FEP-5feb: Search indexing consent for actors

Hello!

This is a discussion thread for the proposed FEP-5feb: Search indexing consent for actors.
Please use this thread to discuss the proposed FEP and any potential problems
or improvements that can be addressed.

Summary

This FEP introduces an actor-level attribute that can be used to explicitly express an actor’s consent (or lack thereof) to their public objects being indexed for search purposes.

Akin to robots.txt and noindex meta tags, this attribute is advisory and relies on the indexers respecting the directive, as public objects can not technically be prevented from being indexed.

2 Likes

What is the scope of the directive? Does it include the actor’s local instance in addition to remote instances?

The FEP seems to conflate “indexing” (an object retrieval optimization technique) with “availability for search” (search authorization). The text implies that objects may be available for search by the author but “MUST NOT be made available for search to other users”. To be available for search, even only for the author, the objects would typically have been indexed. I’m wondering if indexing and search authorization should be considered separately. Of course, the name of the property implies the object will not be indexed, which would usually mean it’s not available for search by anyone, including the author.

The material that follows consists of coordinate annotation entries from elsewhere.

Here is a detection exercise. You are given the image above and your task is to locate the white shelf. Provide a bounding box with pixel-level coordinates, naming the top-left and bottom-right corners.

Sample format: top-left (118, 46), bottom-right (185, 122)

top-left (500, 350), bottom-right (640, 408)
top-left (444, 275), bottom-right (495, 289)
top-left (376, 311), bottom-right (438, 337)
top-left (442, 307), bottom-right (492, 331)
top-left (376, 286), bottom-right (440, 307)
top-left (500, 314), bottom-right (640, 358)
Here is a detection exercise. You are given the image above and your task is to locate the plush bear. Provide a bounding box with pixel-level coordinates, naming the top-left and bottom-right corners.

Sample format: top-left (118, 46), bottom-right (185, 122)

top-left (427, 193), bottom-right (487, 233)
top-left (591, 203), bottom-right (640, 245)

Does preventing indexing also mean the actor’s profile cannot be searched? If so, does that mean the Mastodon account search will not resolve that actor’s account identifier and that any potential followers will need to know the address already (and that similar behavior is expected from other servers)?

There are references to robots.txt and noindex, but this is a simpler mechanism. Was there any discussion about a rule-based approach (like search opt-in/opt-out for specific instances, for example)?

2 Likes

A missing indexable attribute SHOULD be handled as indexable: false.

Whats the reason for this? In case of Lemmy the assumption is definitely that all content is public and searchable. In fact there is already a search engine for Lemmy, and people are working on better SEO so Lemmy shows up on Google etc.

2 Likes

I would say yes, this should include the local instance as well, although to be honest this FEP is written with Mastodon in mind, where only S2S is provided, so the actor is only represented for other servers.

I agree the name of the attribute is not ideal. The intent is really to provide consent for the purpose of generalized search.

There was not. There was a discussion of a per-object flag, but that was ruled out as unpractical if a user were to change their mind.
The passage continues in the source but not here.